The Regulations Review Committee analyses delegated legislation and draws attention to issues that it considers should be considered in making regulations.

In its review of the year to the dissolution of Parliament, the committee, which is chaired by the Labour Party MP David Parker, found some issues with AML-CFT, notably with clause 38, which it then raised with the Law and Order Committee.

“This clause sought to replace section 139 with two new sections relating to the disclosure of information. The provision as introduced appeared to suggest that the regulations could extend the purpose for which information may be disclosed,” its 2017 report says.

“In particular, the regulation-making power did not require recipients of information under a specific section to have a “proper interest” in receiving the information, seemingly inconsistent with requirements elsewhere in the bill.
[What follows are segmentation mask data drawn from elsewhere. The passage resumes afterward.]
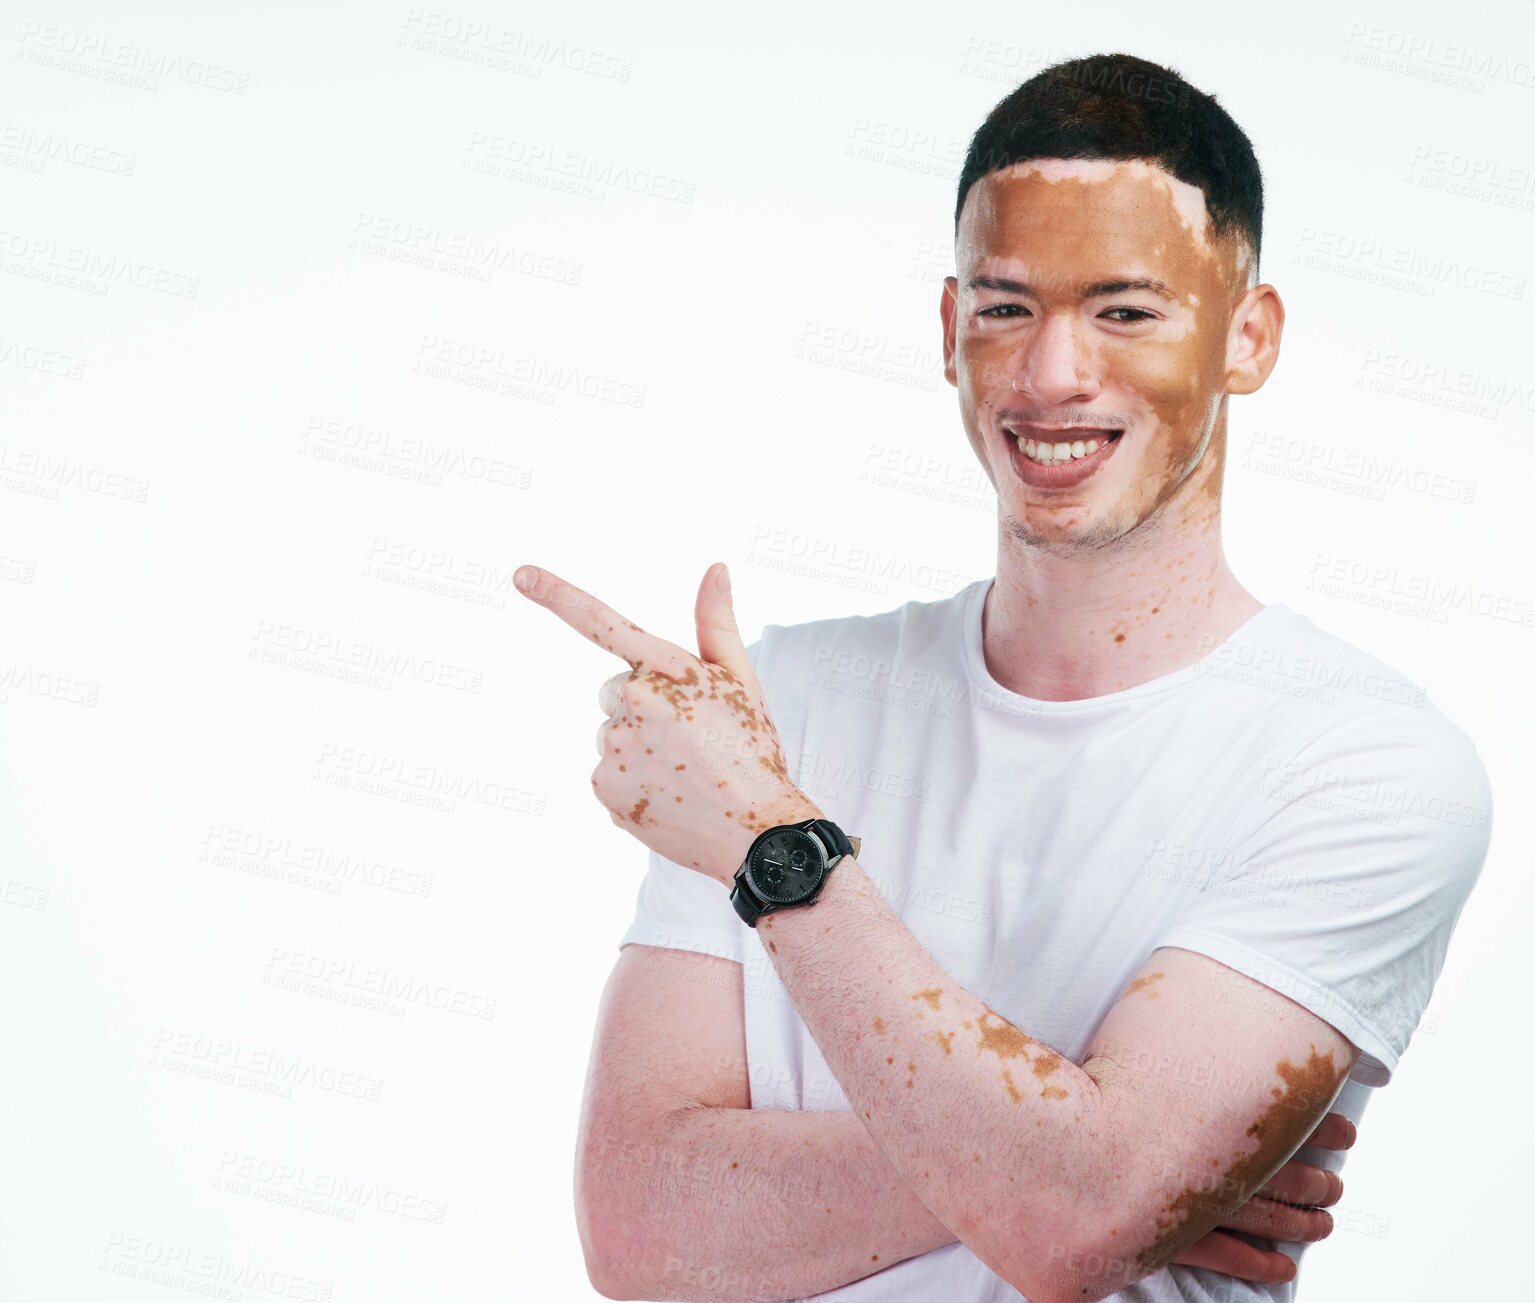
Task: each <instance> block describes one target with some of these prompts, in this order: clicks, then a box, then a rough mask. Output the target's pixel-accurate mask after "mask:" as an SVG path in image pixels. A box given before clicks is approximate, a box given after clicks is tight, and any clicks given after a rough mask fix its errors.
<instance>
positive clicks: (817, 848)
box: [746, 827, 826, 906]
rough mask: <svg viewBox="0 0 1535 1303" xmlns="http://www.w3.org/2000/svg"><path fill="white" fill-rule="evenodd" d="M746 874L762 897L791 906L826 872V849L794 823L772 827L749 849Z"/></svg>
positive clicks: (815, 883)
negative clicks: (774, 828) (750, 851)
mask: <svg viewBox="0 0 1535 1303" xmlns="http://www.w3.org/2000/svg"><path fill="white" fill-rule="evenodd" d="M746 876H749V878H751V879H752V887H754V889H755V892H757V895H758V896H761V898H763V899H764V901H769V902H771V904H775V906H792V904H795V902H797V901H803V899H804V898H806V896H809V895H810V893H812V892H814V890H815V889H817V887H818V886H820V884H821V878H824V876H826V853H824V852H823V850H821V844H820V843H818V841H817V840H815V838H814V836H810V835H809V833H807V832H803V830H801V829H797V827H781V829H774V832H772V833H769V836H768V838H764V840H763V841H761V844H758V846H757V849H755V850H752V855H751V864H748V866H746Z"/></svg>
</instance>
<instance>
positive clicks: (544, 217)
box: [0, 0, 1535, 1303]
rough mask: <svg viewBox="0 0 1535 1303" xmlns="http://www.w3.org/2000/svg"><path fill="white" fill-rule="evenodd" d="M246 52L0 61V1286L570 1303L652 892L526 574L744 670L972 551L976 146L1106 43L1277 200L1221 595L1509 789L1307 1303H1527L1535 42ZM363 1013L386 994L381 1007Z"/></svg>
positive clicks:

To address these issues, we recommended that the committee amend clause 38 so that it sets out clear limits on the regulation-making power relating to information sharing, and retains the “proper interest” requirement.”  

The committee’s report notes that the Law and Order Committee acknowledged that “the framework provided for information sharing under clauses 38, 40, and 48 is unduly broad” and noted its “concerns about the breadth and implications of these provisions” with regard to the new sections that would be inserted by clause 38.

That committee has recommended amending clause 38 to delete clauses 139 and 139A of the bill. It also recommended the addition of clause 38A to insert new section 139A in the Act, which would allow regulations relating to information sharing to be made by Order in Council. It would impose additional safeguards such as that, before making regulations, the Minister must consult with the Privacy Commissioner, among other people.